米中対立の激化で両岸(中国と台湾)の緊張が高まる中、米国の元将軍と官僚がこの地域での武力衝突発生の場合は韓国に駐留する米軍を投入する可能性があると相次いで発言している。尹錫悦(ユン・ソクヨル)大統領と国防部は、在韓米軍の最優先任務は北朝鮮の侵略抑制だとして可能性を一蹴しているが、望まない紛争に巻き込まれないためには、韓米間で在韓米軍の活動範囲を論議する制度的枠組みを設けるべきだという指摘が出ている。
パトリック・ライダー米国防総省報道官は27日(現地時間)、定例ブリーフィングで、台湾有事の際の在韓米軍または韓国の介入に関する質問に対し「一般的に在韓米軍は依然として韓米同盟と韓国の主権を守り、域内の米国の国益を支援するための高レベルの準備態勢と強力な連合防衛態勢を維持することに専念している」とし、原則的な回答をした。
しかし、元官僚の展望は、米政府の公式な立場とは異なる。昨年7月まで在韓米軍司令官を務めたロバート・エイブラムス氏は26日(現地時間)、米「ラジオ・フリー・アジア」(RFA)で、中国が台湾に侵攻した場合、在韓米軍の投入が「可能だ」と述べた。
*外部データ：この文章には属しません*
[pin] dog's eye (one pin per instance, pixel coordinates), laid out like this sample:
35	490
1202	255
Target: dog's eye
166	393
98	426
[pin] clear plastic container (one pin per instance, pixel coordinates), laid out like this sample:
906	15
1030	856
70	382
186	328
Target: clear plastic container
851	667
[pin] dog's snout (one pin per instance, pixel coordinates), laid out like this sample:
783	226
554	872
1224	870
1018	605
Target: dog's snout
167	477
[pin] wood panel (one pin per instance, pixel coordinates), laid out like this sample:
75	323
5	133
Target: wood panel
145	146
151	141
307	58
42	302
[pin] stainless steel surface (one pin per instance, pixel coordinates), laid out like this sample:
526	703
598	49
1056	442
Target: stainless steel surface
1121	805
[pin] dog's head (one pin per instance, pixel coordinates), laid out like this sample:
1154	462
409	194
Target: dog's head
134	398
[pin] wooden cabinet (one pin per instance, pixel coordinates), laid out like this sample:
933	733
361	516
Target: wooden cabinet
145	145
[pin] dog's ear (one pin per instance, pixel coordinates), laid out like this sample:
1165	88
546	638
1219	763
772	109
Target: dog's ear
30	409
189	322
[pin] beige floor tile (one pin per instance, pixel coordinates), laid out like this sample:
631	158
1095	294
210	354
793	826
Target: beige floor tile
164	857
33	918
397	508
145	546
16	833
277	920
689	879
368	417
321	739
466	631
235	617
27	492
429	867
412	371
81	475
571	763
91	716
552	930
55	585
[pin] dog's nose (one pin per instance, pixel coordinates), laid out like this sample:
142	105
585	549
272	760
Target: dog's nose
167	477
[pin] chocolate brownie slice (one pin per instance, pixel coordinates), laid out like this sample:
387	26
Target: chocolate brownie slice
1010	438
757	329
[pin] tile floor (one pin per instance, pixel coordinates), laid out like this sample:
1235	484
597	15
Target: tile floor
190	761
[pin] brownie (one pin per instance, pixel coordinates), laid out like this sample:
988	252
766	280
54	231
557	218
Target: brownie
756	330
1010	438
同氏は「在韓米軍所属兵力を含め、どのような兵力を活用するかを決めるのは米国だ」と説明した。韓米連合軍司令部作戦参謀出身のデビッド・マクスウェル氏(米民主主義守護財団シニア研究員)も今月1日、「ボイス・オブ・アメリカ」(VOA)で、台湾海峡で武力衝突が起きれば「米軍再配置の権限は米国にある」と強調し、イラク戦争、アフガニスタンのテロとの戦争などで一部の在韓米軍兵力が再配置された事例があったと述べた。
米国の専門家らは、具体的に京畿道平沢(ピョンテク)と全羅北道群山(クンサン)にある米空軍が台湾に投入される可能性を予想している。この場合、在韓米軍基地は中国を牽制・攻撃する発進基地の役割を果たすことになる。中国が在韓米軍基地を報復攻撃すれば、韓米連合軍司令部に属する韓国軍が中国軍と戦う状況になりかねない。
(引用ここまで)
いわゆる「台湾有事」の際に韓国がどのように振る舞うのか、というのはけっこうホットな話題のひとつ。
韓国政府がペロシ議長を冷遇した後、特に語られるようになっていますね。
アメリカの公営放送であるVoAでも「韓国がアメリカの手助けをするとは思えない」とする専門家の意見を放送しています。
VoA Koreaのワシントントークが現在のアメリカからの日本、韓国への視線を如実に現していて興味深かったので以下のツリーで翻訳します。1/https://t.co/HCvytO0AEn
— 楽韓Web (@rakukan_vortex) August 9, 2022
Twitterでそのあたりの放送内容を楽韓さんが翻訳していますので、興味があればごらんください。
たまにこんなことをしていたり、韓国に関係ない時事問題を語っていたりしますのでよろしければフォローしておいてください。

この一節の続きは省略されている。